Cascavel e Paraná - O agronegócio brasileiro vive uma era de alta produtividade e tecnologia, mas por trás da imagem de sucesso há um fenômeno silencioso e preocupante que vem redesenhando a vida no interior: o chamado “novo êxodo rural”.
Diferente do movimento clássico das décadas passadas, em que famílias migravam para as cidades em busca de emprego, a nova saída do campo tem origem econômica e estrutural. Pequenos e médios produtores rurais enfrentam dificuldades para manter a atividade viável diante da mecanização crescente e necessidade de investimentos; da falta de sucessores e dos altos custos de produção.

O engenheiro agrônomo e sócio da empresa PlantPlan, Leonardo Galafassi, observa que o problema está na equação entre tecnologia e escala. “Hoje, a agricultura moderna exige grandes áreas para diluir os custos de máquinas como plantadeiras, pulverizadores e colheitadeiras. Para o produtor com 30 ou 50 alqueires, investir em equipamentos de alto valor é economicamente inviável”, explica.
Segundo ele, o dilema se agrava quando há interesse dos filhos em permanecer na atividade rural. “Se há mais de uma família envolvida na propriedade, aumenta a necessidade de área para sustentar todos, pagar a tecnificação e manter o negócio rentável. Essa conta simplesmente não fecha”.
Diante disso, muitos produtores optam por arrendar terras vizinhas para alcançar a escala necessária. O valor médio do arrendamento na região de Cascavel chega a 60 sacas de soja por alqueire ao ano, o que garante continuidade à produção, mas com margens cada vez mais esmagadas. “O arrendamento é, muitas vezes, a única forma de seguir no campo sem comprometer o fluxo de caixa. O problema é que essa solução, a longo prazo, pode se tornar um círculo vicioso: o produtor cresce na área, mas não necessariamente no lucro”, afirma Galafassi.
Quando a sucessão familiar não ocorre, a situação se inverte — o proprietário se torna arrendador. Nesse caso, a rentabilidade é baixa. Um alqueire na região vale hoje cerca de duas mil sacas de soja, o equivalente a R$ 240 mil, enquanto o arrendamento máximo gira em torno de 60 sacas anuais, cerca de R$ 7,2 mil. “Isso representa um rendimento bruto de apenas 3% ao ano. Se compararmos com a taxa Selic, hoje em 15%, é fácil perceber que a terra está rendendo menos do que o custo de oportunidade. O patrimônio perde poder de compra com o tempo”, analisa Galafassi.
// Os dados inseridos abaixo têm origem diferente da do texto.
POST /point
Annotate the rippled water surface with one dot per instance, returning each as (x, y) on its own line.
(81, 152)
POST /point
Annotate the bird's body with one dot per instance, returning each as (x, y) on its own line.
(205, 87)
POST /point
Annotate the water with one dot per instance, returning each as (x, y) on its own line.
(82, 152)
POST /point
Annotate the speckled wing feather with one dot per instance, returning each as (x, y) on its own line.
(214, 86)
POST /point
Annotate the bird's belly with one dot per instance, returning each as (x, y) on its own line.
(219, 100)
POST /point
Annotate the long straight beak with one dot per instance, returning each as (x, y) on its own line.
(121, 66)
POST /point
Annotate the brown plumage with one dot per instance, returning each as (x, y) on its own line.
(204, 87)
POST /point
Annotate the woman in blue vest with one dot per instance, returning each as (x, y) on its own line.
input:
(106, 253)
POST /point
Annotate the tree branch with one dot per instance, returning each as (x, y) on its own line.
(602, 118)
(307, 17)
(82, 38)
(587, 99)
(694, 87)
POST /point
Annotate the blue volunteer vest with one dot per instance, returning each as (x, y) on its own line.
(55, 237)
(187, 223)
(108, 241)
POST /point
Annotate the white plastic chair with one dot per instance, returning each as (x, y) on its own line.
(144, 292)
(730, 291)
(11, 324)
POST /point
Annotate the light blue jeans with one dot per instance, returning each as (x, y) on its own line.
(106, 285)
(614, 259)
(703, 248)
Impacto vai além da economia individual
O impacto vai além da economia individual. O arrendamento em larga escala e a concentração de terras reduzem a mão de obra rural e esvaziam as comunidades, afetando escolas, comércios e serviços locais. “Quando o campo perde gente, perde vitalidade. O agricultor que sai não é substituído facilmente. A produção se concentra em poucas mãos e as cidades pequenas minguam”.
Para ele, o enfrentamento do novo êxodo rural exige soluções coletivas e estruturais. A aposta está na formação de cooperativas e associações de produtores, capazes de compartilhar máquinas, reduzir custos e garantir acesso permanente à assistência técnica. “É utópico imaginar que os agentes públicos consigam atender todas as propriedades. Por isso, precisamos fomentar o cooperativismo, começando pelo apoio à gestão, à contabilidade e aos processos burocráticos. Isso gera transparência e desenvolve lideranças locais”, defende.
Com esse suporte inicial, os produtores poderiam adquirir máquinas modernas de forma conjunta, manter as famílias no campo e garantir a sustentabilidade econômica e social das propriedades. “O agricultor brasileiro é resiliente e tem vocação para produzir. O que falta é estrutura coletiva e política de longo prazo para que ele não precise escolher entre arrendar a terra ou abandonar o campo”, conclui Galafassi.
O novo êxodo rural, portanto, não é apenas um movimento de saída física, mas também de desalento econômico e desestrutura social. Reverter esse processo passa por políticas que estimulem a sucessão familiar, a profissionalização dos jovens e o cooperativismo — caminhos capazes de transformar o campo em um lugar de oportunidades e não de despedidas.